Prevent further issues
It has been several months since the last campaign. The Marketing team asks you to execute the pipeline in order to prepare a new campaign.
In your terminal window, run the second script:
You log into the Kensu platform, and you see that a new ticket has been created!
1️⃣ Click on the Ticket title to see the list of tickets
2️⃣ By clicking on the + icon, you can access the details and context of the ticket. You will see in which project, application, and environment the rule has been violated.
3️⃣ Click on the data source name, testme.testme_schema.contact_list, in order to be redirected to the corresponding data source page.
The collected metadata and observability metrics will help you to define the source of the issue.
1️⃣ The first step involves using the lineage in order to find the origin of the data. Click on thecustomer_list.csv rectangle representing the data source.

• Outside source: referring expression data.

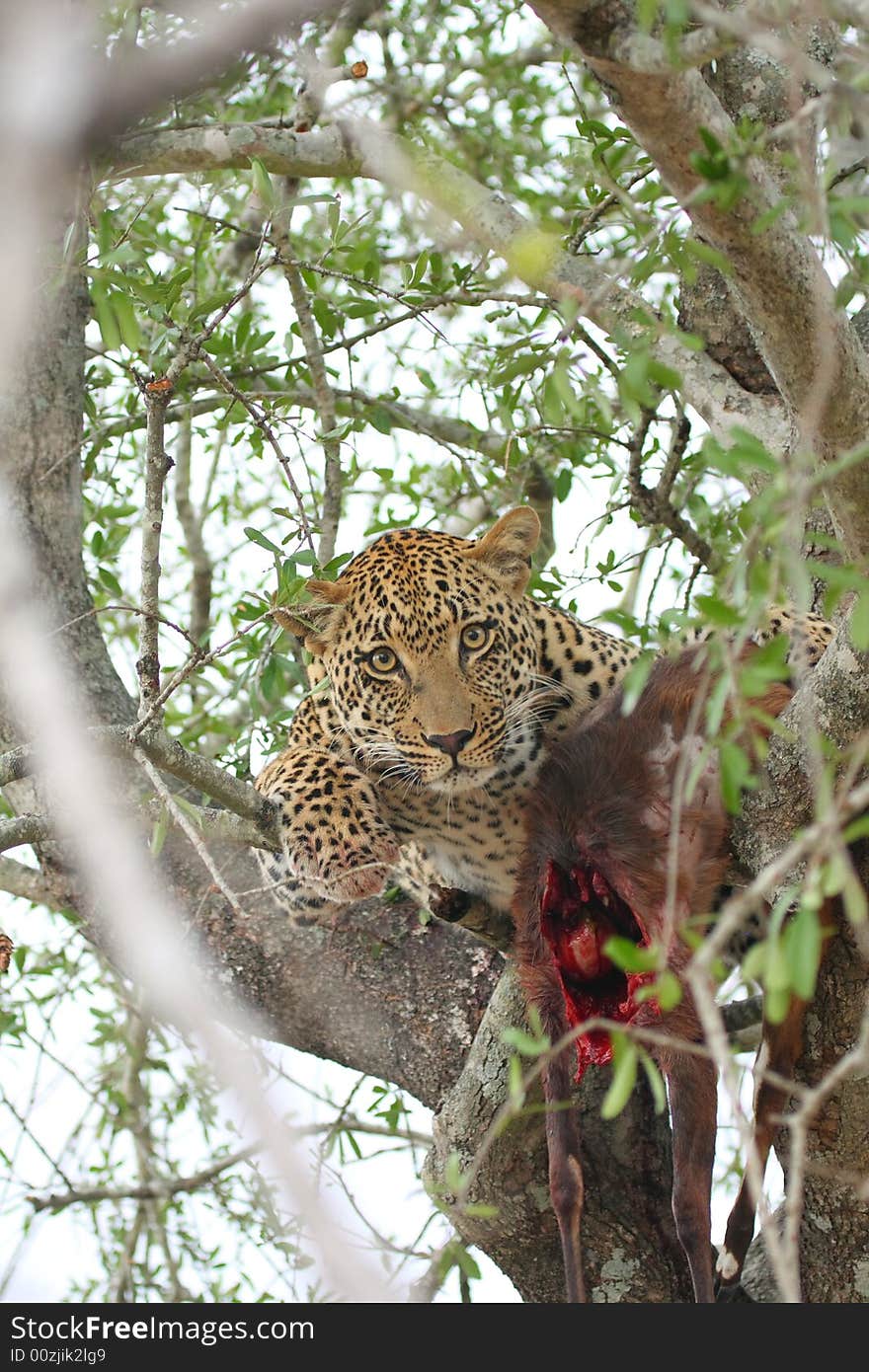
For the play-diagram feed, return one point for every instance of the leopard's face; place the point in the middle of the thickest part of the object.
(432, 656)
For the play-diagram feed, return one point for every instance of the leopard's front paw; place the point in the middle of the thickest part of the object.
(344, 868)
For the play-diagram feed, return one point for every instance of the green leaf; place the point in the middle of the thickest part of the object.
(256, 537)
(110, 331)
(623, 1076)
(263, 183)
(636, 678)
(158, 834)
(802, 942)
(736, 774)
(629, 956)
(514, 1084)
(127, 323)
(655, 1080)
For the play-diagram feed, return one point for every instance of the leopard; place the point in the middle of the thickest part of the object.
(438, 688)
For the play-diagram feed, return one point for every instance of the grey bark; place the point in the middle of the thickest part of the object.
(834, 1232)
(378, 992)
(808, 343)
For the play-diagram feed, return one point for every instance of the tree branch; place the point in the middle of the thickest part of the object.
(365, 150)
(806, 341)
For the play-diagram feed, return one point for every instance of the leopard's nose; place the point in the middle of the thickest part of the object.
(450, 744)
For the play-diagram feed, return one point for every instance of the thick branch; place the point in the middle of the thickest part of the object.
(806, 341)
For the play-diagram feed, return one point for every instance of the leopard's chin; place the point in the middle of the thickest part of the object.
(457, 780)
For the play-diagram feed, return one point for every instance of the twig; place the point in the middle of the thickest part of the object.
(268, 432)
(157, 1188)
(654, 506)
(157, 396)
(204, 776)
(186, 825)
(24, 829)
(34, 885)
(191, 524)
(324, 397)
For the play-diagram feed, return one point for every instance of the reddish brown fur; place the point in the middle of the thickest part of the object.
(604, 799)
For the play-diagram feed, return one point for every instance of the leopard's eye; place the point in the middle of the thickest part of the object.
(474, 637)
(382, 661)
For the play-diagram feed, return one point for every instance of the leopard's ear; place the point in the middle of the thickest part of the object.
(315, 623)
(506, 551)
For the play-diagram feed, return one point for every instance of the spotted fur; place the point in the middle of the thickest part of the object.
(446, 683)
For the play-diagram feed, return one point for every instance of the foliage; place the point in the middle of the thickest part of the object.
(457, 390)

2️⃣ Click on View data source details in order to navigate to this data source.
3️⃣ Once on the customer_list.csvdata source, a shortcut allows to see the missing values observability metrics. Click on the button to display the chart.
In the table below the chart, you can see both executions, ordered by descending timestamp. You can observe that the latest execution contains about 49% of null values for the column of interest - phone.nullrows.

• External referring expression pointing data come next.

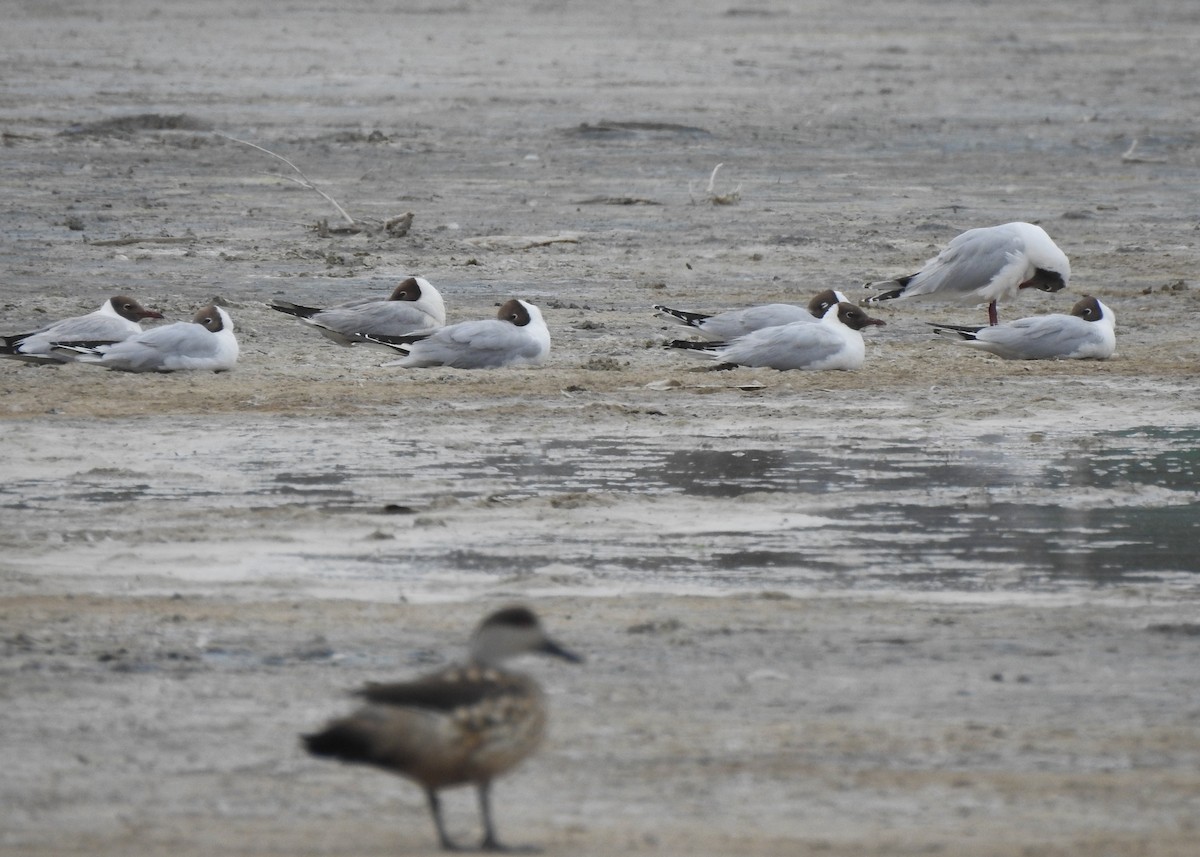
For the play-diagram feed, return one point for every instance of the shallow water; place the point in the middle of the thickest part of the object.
(1019, 511)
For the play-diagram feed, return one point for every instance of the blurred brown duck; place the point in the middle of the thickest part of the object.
(467, 724)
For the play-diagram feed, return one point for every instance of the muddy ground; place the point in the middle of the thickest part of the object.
(562, 153)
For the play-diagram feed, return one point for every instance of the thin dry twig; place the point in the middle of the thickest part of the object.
(304, 180)
(1131, 156)
(715, 198)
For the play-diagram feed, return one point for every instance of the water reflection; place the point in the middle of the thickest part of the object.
(799, 509)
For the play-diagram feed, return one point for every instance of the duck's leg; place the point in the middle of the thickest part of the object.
(436, 811)
(485, 810)
(490, 841)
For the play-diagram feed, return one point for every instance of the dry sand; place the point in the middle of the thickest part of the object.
(160, 658)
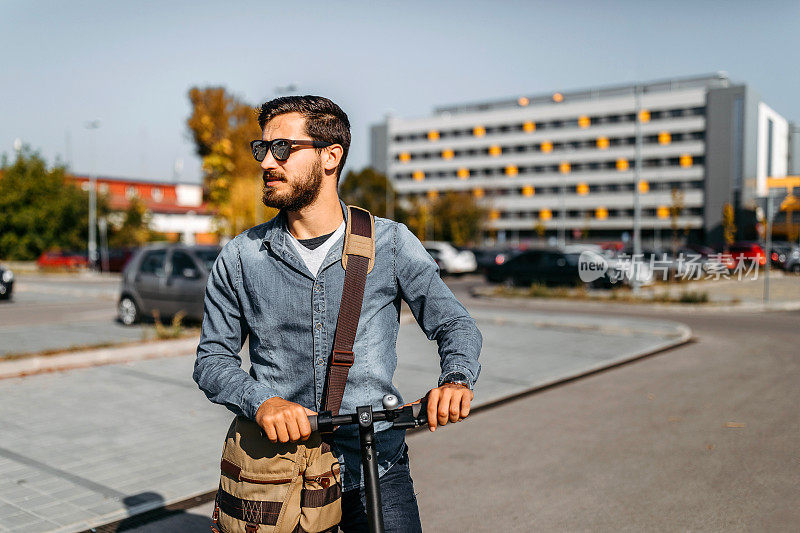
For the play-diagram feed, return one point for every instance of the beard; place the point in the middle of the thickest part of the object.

In this case, it means that half of the customers cannot be contacted by phone. There might have been a change in the customer behavior, reducing the proportion of people giving their phone number, while the email counter of null rows seems to be stable. The marketing team decides to change the process and to contact the customers by email. Therefore, they ask the data team to provide them with the email addresses.
In order to avoid further issues, you decide to create a variability rule. This rule will detect a high volatility in the number of missing values of the email field: email.nullrows, so that the same kind of situation you had with the phone numbers won't happen with the email addresses.

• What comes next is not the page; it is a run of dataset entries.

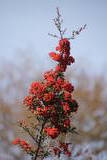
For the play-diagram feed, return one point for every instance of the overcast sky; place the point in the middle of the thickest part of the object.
(25, 24)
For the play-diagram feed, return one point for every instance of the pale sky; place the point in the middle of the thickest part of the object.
(25, 24)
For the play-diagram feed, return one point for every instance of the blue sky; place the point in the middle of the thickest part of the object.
(25, 24)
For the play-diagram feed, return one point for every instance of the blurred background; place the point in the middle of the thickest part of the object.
(24, 48)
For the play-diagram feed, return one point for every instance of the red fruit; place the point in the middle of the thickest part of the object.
(52, 132)
(55, 56)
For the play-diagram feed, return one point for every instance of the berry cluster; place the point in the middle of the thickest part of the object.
(52, 102)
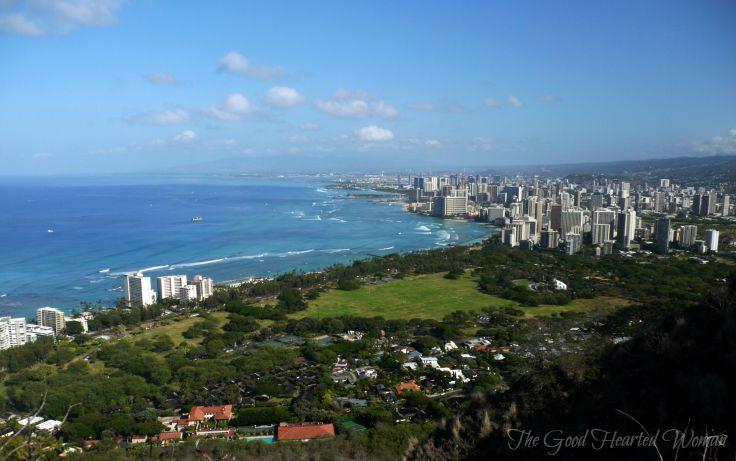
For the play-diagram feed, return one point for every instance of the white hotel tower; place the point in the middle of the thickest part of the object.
(138, 291)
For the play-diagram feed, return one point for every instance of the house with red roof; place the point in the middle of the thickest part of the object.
(304, 431)
(199, 414)
(408, 386)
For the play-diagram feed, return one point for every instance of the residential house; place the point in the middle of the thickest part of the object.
(408, 386)
(200, 414)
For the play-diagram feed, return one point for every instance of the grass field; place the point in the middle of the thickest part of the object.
(431, 296)
(175, 328)
(522, 282)
(425, 296)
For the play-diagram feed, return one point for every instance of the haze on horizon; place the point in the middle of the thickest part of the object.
(111, 86)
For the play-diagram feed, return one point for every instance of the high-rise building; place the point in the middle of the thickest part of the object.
(187, 293)
(455, 203)
(625, 188)
(599, 233)
(539, 214)
(555, 217)
(662, 233)
(596, 201)
(138, 291)
(626, 228)
(12, 332)
(550, 239)
(711, 240)
(573, 243)
(726, 205)
(572, 221)
(33, 332)
(688, 234)
(508, 236)
(51, 317)
(203, 285)
(659, 202)
(605, 216)
(170, 286)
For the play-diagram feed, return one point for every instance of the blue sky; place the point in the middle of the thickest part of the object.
(108, 86)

1️⃣ In the Rules section, hover the mouse over the Add rule button and click Add Variability
2️⃣ Put these parameters:
- Statistic Name: Use the drop-down to select email.nullrows . You can also filter the values by typing the first letter in the text field.
- Maximum variation value: Put 20, meaning you want to be notified if the variation exceeds 20%
- Leave the For no more than the past field blank.
After clicking OK, you will see a new rule in the Rules section:
As the latest execution contained 16 nullrows, the next execution will be linked to a ticket if the number of nullrows in the email column exceeds 20 or is below 12.